KATHMANDU, July 10: Dr Govinda KC, senior orthopedic surgeon and professor at the Institute of Medicine (IOM), has turned down Prime Minister KP Sharma Oli's proposal for talks with him on the phone.
Dr Mukti Ram Shrestha, president of the Nepal Medical Association (NMA), said that PM Oli's aide Anish Dahal informed them on Monday about the PM's proposal for talks with Dr KC, who is on the 10th day of his latest fast-unto-death . "But I am yet to receive a response from Dr KC," he said.
Dr KC, who first started staging hunger strikes in July 2012 to press for reform in medical education, launched his 15th fast-unto-death from June 30 in Jumla, demanding that the government work for the ordinary people instead of the medical mafia.
However, Dr KC refused to talk with PM Oli on the phone, saying that he has already stated his concerns clearly in his seven-point demand presented on the first day of the fast-unto-death, according to NMA officials.
Dr KC's seven-point demands include bringing the Medical Education Act without changes, immediate publication of the report of the medical probe commission led by Gauri Bahadur Karki, taking of action against the culprits, implementation of the report prepared by the employees standards determination committee, revoking the ban on staging protests and demonstrations at Maitighar Mandala, and formulation of law to discourage threats against doctors and health workers.
Following a 72-hour ultimatum to PM Oli for addressing Dr KC's demands, Oli consulted NMA officials on Monday and sought talks with Dr KC on the telephone. NMA, the professional organization of medical doctors and dentists, visited PM Oli at the latter's residence at Baluwatar on Sunday and submitted a memorandum to him.
NMA has announced a halt to all the medical services in hospitals except emergency if Dr KC's demands are not addressed within 72 hours.
Lawmakers divided over Dr KC's demands
Meanwhile, lawmakers of the ruling and opposition political parties were divided in the House on Monday over the issues raised by Dr Govinda KC who is on his 15th fast-unto-death in Karnali.
Ruling Nepal Communist Party (NCP) lawmakers criticized medical sector reform crusader Dr KC "for staging a hunger strike during a communist government at the backing of the main opposition NC." On the other hand, opposition NC lawmakers came down heavily on the government for being apathetic to "the genuine demands of Dr KC."
Taking part in the deliberations on a motion of public importance registered by NC lawmakers demanding to save Dr KC's life and address his demands, lawmakers from the ruling and opposition parties resorted to trading barbs against each other.
Supporting the motion in the meeting of the House of Representatives, NC lawmaker Gagan Thapa urged Prime Minister KP Oli to immediately address the issues raised by Dr KC "by giving up the arrogance of having a two-thirds majority in parliament."
Recalling how former King Gyanendra's arrogance led to his downfall, Thapa advised Prime Minister Oli to address KC's demands outright.
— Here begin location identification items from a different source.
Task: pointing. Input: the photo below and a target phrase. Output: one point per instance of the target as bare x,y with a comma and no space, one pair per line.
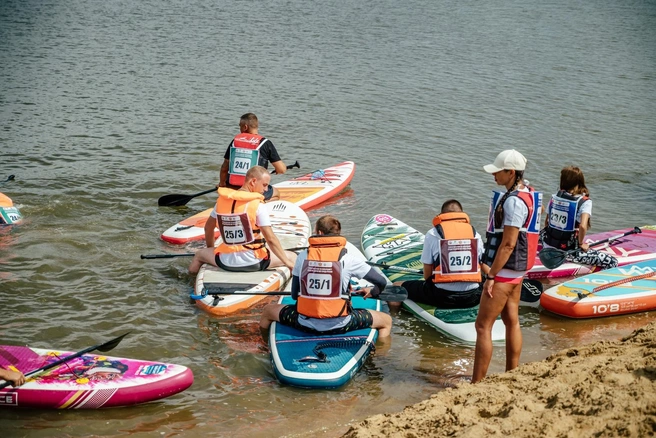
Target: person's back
320,284
246,150
451,258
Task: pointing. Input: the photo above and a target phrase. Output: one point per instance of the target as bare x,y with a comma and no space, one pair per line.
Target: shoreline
607,388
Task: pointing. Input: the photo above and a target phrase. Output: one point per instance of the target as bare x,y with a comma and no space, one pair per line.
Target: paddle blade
551,258
173,200
393,293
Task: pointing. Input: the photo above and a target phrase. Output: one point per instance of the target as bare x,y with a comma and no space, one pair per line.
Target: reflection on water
106,106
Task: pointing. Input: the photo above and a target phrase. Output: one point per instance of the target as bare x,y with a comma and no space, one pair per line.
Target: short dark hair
328,225
451,206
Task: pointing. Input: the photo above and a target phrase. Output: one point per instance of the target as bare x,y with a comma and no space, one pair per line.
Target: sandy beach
605,389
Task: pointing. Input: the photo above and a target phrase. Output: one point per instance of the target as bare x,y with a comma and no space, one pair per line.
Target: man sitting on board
451,258
246,150
245,226
320,285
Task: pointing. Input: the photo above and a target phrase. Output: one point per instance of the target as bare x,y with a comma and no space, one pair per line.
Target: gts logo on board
279,207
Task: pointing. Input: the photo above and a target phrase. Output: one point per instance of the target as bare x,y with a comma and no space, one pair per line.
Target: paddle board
298,358
9,214
617,291
386,239
306,191
292,227
90,381
628,249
He also said that the path taken by Dr KC is quite genuine and democratic.
Similarly, NC lawmaker Minendra Rijal lashed out at the government saying that the path chosen by the government is undemocratic. Tabling the motion in the meeting, NC lawmaker Dilendra Prasad Badu accused the government of favoring certain interest groups ignoring the demands of Dr KC.
Meanwhile, NCP lawmakers Yogesh Bhattarai, Khagraj Adhikari, Ganga Chaudhary accused the NC of using Dr KC. “The opposition has been trying emotional blackmail against the government, utilizing Dr KC to save its poor politics. I demand to save the life of Dr KC but the demands he has been raising should be discussed openly,” said Bhattarai.
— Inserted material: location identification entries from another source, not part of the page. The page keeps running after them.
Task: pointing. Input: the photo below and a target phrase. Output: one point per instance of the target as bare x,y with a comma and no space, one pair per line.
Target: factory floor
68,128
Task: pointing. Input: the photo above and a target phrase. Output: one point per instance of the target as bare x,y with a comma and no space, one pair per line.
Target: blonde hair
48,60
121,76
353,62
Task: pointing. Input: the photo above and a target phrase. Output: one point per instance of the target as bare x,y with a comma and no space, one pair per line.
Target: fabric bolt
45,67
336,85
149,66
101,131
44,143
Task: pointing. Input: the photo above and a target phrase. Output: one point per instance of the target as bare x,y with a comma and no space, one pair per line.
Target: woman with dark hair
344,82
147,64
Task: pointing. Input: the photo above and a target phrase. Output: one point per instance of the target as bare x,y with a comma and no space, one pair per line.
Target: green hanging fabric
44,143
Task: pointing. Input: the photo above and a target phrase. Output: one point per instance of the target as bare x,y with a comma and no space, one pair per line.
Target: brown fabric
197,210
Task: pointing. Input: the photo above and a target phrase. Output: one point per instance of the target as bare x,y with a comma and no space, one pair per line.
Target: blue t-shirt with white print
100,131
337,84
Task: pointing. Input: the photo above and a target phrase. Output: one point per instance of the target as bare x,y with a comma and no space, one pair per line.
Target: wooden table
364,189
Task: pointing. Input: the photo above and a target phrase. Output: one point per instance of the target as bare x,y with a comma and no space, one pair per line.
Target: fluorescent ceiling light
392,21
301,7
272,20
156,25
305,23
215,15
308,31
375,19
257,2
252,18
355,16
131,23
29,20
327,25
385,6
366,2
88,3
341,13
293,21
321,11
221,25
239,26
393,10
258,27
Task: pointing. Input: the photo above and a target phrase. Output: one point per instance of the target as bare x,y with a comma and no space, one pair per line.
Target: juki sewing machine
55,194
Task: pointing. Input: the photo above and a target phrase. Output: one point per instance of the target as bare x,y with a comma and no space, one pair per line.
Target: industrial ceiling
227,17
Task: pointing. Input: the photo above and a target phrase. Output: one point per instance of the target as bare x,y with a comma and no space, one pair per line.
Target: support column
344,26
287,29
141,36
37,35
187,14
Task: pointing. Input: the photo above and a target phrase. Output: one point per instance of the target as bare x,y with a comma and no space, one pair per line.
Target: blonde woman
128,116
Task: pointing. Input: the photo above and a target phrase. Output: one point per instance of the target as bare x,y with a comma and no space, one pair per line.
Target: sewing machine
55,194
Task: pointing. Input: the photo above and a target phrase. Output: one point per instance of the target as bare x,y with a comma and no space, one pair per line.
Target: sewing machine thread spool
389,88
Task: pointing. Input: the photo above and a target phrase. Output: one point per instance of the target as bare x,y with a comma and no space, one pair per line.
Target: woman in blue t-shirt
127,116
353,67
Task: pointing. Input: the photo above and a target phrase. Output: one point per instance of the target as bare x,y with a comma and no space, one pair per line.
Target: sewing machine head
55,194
Stating that Nepal already has around 20 medical colleges, he demanded a parliamentary probe committee to investigate whether they had received affiliation meeting the criteria.
Responding to the lawmakers' concern, Minister for Education and Technology, Giriraj Mani Pokhrel said that the government is for talks between all the stakeholders prior to endorsing the National Medical Education Bill.
“We want consensus with opposition NC on the medical education bill which has been registered at parliament. But we should end the tradition of changing everything through sit-ins. There is nothing that cannot be addressed but we need to seek solutions outside of hunger strikes,” he said.